Sometimes you have gone through the hassle of writing the whole git commands in the git CLI. Let me now tell you that there is way to make that work easier. What is an alias? An alias is a shortcut that references a command.Aliases are mostly used to replace long commands, improving efficiency and avoiding potential spelling errors.
How to create an alias
Open your command line that can initialize a git cli. You can do that by using either Windows terminal, git bash, CMD and writing
git init
To define a Git alias, use the git config command with the alias and the command you want to substitute. For example, to create the alias
p
for gitpush
:
git config --global alias.p 'push'
Make sure you start each alias initilization with git config --global
To check your git aliases simply type:
git config --global -l
The above command will show this:
alias.p=push
- To use the just created alias just type:
git p
Popular Git aliases
1. Git status
Git command line users often use the status command to see changed or untracked files. By default, this command provides verbose output with many lines, which you may not want or need. You can use a single alias to address both of these components: Define the alias st
to shorten the command with the option -sb
to output a less verbose status with branch information:
$ git config --global alias.st 'status -sb'
If you use this alias on a clean branch, your output looks like this:
$ git st
## main
Using it on a branch with changed and untracked files produces this output:
$ git st
## main
M test2
?? test3
2. Git log --oneline
Create an alias to display your commits as single lines for more compact output:
$ git config --global alias.ll 'log --oneline'
Using this alias provides a short list of all commits:
$ git ll
33559c5 (HEAD -> main) Another commit
17646c1 test1
3. Git last commit
This shows details about the most recent commit you made.

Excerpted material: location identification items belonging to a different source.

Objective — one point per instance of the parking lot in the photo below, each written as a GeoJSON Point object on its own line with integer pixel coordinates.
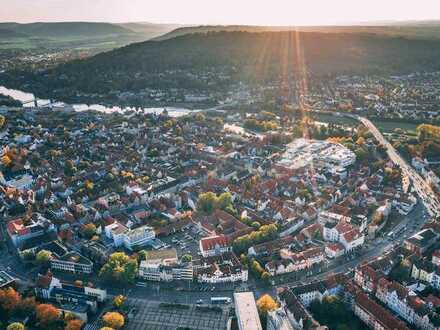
{"type": "Point", "coordinates": [185, 242]}
{"type": "Point", "coordinates": [153, 316]}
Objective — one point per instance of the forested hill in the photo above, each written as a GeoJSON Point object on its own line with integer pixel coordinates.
{"type": "Point", "coordinates": [66, 29]}
{"type": "Point", "coordinates": [239, 55]}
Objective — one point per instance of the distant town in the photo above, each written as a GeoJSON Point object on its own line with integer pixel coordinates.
{"type": "Point", "coordinates": [171, 177]}
{"type": "Point", "coordinates": [223, 219]}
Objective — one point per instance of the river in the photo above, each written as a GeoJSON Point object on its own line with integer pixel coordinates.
{"type": "Point", "coordinates": [26, 97]}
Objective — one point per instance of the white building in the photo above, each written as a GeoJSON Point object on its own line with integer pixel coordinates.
{"type": "Point", "coordinates": [246, 311]}
{"type": "Point", "coordinates": [130, 238]}
{"type": "Point", "coordinates": [163, 265]}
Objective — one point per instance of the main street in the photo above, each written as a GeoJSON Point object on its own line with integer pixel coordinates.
{"type": "Point", "coordinates": [422, 188]}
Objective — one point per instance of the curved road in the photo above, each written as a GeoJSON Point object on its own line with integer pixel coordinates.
{"type": "Point", "coordinates": [423, 189]}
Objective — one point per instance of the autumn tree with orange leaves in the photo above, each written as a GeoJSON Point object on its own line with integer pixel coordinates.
{"type": "Point", "coordinates": [47, 314]}
{"type": "Point", "coordinates": [74, 325]}
{"type": "Point", "coordinates": [113, 320]}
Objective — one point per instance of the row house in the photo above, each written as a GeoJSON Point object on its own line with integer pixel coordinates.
{"type": "Point", "coordinates": [367, 278]}
{"type": "Point", "coordinates": [214, 246]}
{"type": "Point", "coordinates": [72, 262]}
{"type": "Point", "coordinates": [295, 261]}
{"type": "Point", "coordinates": [405, 303]}
{"type": "Point", "coordinates": [426, 271]}
{"type": "Point", "coordinates": [375, 316]}
{"type": "Point", "coordinates": [21, 230]}
{"type": "Point", "coordinates": [422, 241]}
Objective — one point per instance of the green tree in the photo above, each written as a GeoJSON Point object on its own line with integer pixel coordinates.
{"type": "Point", "coordinates": [186, 258]}
{"type": "Point", "coordinates": [43, 257]}
{"type": "Point", "coordinates": [119, 268]}
{"type": "Point", "coordinates": [15, 326]}
{"type": "Point", "coordinates": [207, 202]}
{"type": "Point", "coordinates": [88, 230]}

$ git config --global alias.last 'log -1 HEAD --stat'
Use it to see the last commit:
$ git last
commit f3dddcbaabb928f84f45131ea5be88dcf0692783 (HEAD -> branch1)

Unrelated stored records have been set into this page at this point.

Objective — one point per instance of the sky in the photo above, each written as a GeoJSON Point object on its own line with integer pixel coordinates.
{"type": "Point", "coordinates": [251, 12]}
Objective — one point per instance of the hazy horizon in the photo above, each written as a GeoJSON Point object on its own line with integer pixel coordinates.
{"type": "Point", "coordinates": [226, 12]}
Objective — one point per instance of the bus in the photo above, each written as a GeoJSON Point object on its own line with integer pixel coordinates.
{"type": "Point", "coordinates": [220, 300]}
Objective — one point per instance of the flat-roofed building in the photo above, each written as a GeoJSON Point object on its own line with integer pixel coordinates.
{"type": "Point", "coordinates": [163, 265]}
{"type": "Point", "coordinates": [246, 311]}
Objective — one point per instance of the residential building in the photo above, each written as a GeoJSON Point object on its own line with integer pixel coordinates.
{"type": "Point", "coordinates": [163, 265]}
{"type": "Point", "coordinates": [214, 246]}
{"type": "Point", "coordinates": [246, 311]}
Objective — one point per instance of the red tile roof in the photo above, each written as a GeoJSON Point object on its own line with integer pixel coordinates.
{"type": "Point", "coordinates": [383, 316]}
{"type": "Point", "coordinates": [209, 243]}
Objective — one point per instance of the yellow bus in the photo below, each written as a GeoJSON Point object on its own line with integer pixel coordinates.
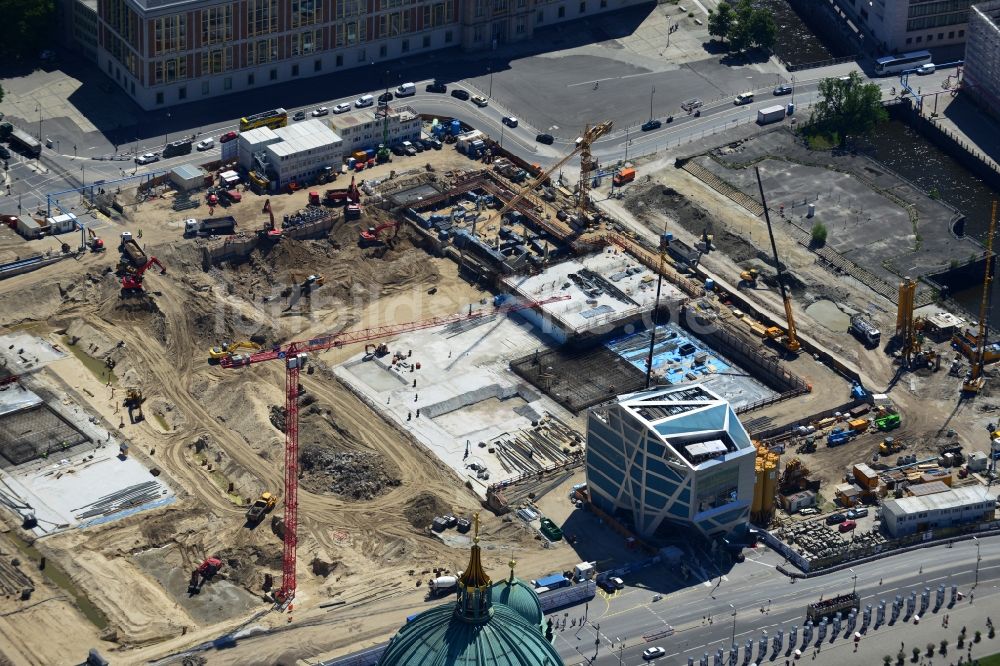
{"type": "Point", "coordinates": [274, 119]}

Author: ambrose <ambrose@hello.com>
Date: Sun Jun 3 00:12:22 2022 +0000
Commit to branch1
test2 | 1 +
test3 | 0
2 files changed, 1 insertion(+)
4. Git commit
You use git commit a lot when you're making changes to a Git repository. Make the git commit -m
command more efficient with the cm
alias:
$ git config --global alias.cm 'commit -m'
Because Git aliases expand commands, you can provide additional parameters during their execution:
$ git cm "Just a commit message"
[branch1 0baa729] Just a commit message
2 file changed, 3 insertions(+)
5. Git remote
The git remote -v command lists all configured remote repositories. Shorten it with the alias rv
:
$ git config --global alias.rv 'remote -v'
6. Git diff
The git diff command displays differences between files in different commits or between a commit and the working tree. Simplify it with the d
alias:
$ git config --global alias.d 'diff'
The standard git diff command works fine for small changes. But for more complex ones, an external tool such as vimdiff
makes it more useful. Create the alias dv to display diffs using vimdiff
and use the -y
parameter to skip the confirmation prompt:
$ git config --global alias.dv 'difftool -t vimdiff -y'
Use this alias to display file1 differences between two commits:
$ git dv 33559c5 ca1494d file1
vim-diff results
(hello there)
7. Git config list
The gl alias makes it easier to list all user configurations:
$ git config --global alias.gl 'config --global -l'
Now you can see all defined aliases (and other configuration options):
$ git gl
user.name=ricardo
user.email=ricardo@example.com
alias.p=push
alias.st=status -sb
alias.ll=log --oneline
alias.last=log -1 HEAD --stat
alias.cm=commit -m
alias.rv=remote -v
alias.d=diff
alias.dv=difftool -t vimdiff -y
alias.gl=config --global -l
alias.se=!git rev-list --all | xargs git grep -F
There you go. You can also check on more commands in the GIT documentation and make cool aliases.